Arif Hussein, a former head of UBS’s sterling rates desk, is challenging a decision by the Financial Conduct Authority to ban him at a London court hearing on Tuesday. His lawyer said in court documents that his actions were “not only permissible but mandated, sanctioned by the words and conduct of his senior managers.”
“Hussein, a very junior trader, has been penalised by the FCA when other, more senior bankers, with an involvement and responsibility for setting up the structures and regime which Hussein was mandated to follow, have been allowed to walk away,” his lawyer, Sara George, said in a statement. “Hussein’s actions, from which he derived no personal benefit at all, were simply routine, in accordance with his employer’s policies and procedures.”

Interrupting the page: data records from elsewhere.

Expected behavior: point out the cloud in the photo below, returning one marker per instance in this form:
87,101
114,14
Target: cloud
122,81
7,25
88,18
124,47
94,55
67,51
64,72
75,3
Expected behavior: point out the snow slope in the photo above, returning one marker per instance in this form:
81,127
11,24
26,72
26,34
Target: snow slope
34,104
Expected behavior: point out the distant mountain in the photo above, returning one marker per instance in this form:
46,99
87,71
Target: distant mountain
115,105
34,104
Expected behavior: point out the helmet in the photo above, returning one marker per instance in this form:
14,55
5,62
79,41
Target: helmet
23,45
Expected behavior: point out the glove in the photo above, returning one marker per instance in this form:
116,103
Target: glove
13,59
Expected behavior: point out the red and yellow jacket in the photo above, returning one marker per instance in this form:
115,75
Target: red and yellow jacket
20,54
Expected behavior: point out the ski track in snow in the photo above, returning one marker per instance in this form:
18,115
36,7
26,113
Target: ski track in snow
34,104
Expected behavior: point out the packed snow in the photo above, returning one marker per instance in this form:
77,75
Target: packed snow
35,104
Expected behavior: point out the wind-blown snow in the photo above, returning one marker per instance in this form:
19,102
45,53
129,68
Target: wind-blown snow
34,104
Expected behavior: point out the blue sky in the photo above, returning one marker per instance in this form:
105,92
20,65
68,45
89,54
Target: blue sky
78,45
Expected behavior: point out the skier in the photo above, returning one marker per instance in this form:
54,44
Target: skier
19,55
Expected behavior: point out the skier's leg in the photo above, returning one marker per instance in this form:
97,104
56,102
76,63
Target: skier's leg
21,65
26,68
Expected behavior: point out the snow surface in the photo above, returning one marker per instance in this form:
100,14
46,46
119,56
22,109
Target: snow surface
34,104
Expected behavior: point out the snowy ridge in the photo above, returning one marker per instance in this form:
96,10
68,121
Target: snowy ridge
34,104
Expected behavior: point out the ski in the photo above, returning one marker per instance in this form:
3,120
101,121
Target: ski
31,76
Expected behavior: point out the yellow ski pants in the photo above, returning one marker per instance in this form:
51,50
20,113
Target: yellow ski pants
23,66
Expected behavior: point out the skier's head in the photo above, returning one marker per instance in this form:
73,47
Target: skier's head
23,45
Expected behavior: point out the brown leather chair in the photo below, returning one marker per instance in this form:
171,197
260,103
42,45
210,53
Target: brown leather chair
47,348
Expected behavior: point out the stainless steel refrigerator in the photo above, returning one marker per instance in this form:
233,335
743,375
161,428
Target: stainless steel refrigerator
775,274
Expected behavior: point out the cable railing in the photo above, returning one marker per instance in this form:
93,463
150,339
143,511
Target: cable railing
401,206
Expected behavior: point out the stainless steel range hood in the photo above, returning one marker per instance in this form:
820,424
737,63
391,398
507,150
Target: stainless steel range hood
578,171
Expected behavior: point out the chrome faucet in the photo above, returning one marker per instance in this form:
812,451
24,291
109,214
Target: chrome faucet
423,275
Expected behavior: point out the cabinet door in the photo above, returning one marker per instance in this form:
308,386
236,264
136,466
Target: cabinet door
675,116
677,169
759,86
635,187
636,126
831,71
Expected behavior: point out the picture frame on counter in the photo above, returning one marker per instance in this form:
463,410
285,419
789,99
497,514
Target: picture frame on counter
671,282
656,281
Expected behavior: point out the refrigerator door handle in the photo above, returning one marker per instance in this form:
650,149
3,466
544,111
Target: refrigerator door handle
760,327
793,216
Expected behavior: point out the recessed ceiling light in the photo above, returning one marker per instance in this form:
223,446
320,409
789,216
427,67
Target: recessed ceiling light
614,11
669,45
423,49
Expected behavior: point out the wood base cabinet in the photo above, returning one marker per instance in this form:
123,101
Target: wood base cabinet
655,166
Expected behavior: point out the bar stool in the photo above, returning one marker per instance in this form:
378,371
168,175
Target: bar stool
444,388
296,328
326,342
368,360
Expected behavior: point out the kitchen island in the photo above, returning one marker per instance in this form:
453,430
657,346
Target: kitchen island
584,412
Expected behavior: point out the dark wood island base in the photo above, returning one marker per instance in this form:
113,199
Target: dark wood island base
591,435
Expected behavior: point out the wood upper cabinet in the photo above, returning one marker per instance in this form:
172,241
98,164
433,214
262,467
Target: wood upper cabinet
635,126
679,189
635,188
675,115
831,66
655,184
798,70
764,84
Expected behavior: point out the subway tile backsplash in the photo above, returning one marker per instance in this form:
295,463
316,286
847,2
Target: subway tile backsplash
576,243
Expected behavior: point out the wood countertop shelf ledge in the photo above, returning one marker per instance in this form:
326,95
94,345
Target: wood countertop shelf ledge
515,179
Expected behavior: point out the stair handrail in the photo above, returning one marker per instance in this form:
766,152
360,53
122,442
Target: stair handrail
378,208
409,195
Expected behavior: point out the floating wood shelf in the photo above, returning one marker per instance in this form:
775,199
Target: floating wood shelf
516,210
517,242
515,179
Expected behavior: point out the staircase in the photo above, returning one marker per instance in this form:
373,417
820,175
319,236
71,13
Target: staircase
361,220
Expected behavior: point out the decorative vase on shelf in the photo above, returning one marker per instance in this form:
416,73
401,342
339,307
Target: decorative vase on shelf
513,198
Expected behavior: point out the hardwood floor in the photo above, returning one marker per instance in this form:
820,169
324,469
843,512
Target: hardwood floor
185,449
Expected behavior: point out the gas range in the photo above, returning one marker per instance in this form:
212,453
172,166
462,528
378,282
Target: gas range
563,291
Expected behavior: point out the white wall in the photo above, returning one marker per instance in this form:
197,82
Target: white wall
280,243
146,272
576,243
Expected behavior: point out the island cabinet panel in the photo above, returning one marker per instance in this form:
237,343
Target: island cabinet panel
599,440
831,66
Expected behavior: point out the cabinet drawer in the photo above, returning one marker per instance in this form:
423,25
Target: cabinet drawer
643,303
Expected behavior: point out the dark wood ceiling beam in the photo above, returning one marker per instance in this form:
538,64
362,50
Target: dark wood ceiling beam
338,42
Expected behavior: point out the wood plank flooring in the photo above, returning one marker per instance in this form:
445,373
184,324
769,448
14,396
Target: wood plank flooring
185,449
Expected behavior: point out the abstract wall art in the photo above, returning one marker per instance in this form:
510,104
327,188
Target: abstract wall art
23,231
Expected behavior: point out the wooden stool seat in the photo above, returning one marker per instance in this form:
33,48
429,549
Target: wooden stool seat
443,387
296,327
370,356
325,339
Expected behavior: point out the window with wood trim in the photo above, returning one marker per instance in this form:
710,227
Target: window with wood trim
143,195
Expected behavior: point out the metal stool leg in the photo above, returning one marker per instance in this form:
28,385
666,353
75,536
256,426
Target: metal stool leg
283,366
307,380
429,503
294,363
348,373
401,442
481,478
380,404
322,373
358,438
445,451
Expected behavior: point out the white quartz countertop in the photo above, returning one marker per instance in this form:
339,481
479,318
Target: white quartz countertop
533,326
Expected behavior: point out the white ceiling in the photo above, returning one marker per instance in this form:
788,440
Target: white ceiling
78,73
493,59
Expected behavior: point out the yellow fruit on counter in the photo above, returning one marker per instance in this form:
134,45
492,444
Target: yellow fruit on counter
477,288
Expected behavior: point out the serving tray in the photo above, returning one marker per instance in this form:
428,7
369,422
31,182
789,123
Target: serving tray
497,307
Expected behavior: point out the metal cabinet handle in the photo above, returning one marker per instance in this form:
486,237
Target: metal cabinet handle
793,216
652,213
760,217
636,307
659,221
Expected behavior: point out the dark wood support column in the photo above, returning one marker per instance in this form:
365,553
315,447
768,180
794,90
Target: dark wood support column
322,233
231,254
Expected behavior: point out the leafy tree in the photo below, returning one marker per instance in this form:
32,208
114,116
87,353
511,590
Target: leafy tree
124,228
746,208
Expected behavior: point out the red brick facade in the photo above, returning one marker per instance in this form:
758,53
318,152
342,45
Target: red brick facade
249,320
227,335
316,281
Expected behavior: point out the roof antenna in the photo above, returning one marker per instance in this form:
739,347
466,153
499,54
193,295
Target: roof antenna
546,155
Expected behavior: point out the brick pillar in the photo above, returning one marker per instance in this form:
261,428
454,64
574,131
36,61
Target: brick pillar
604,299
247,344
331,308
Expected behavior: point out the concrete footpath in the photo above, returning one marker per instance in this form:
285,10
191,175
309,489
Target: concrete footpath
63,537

The FCA has handed out hundreds of millions of pounds in fines — including a 160 million-pound ($217 million) penalty for UBS — over the manipulation of the London interbank offered rate, a key benchmark tied to the value of many financial products. Traders caught up in the scandal have tried, with varying degrees of success, to use their inexperience as a defense in proceedings in criminal and civil courts as well as employment tribunals.
The FCA said in its own court papers that Hussein “knowingly participated in conduct intended to improperly influence UBS’s GBP Libor submissions.” Regulators said that the case against Hussein is “even stronger” now than it was when the agency first decided to ban him in 2016.
UBS declined to comment on the case. The FCA says Hussein tried to influence interest-rate benchmark submissions 21 times between January and March 2009 to benefit his trading positions. Global fines related to Libor, a benchmark interest rate used in trillions of dollars of derivatives and loans, have reached about $9 billion and more than 20 traders have been charged.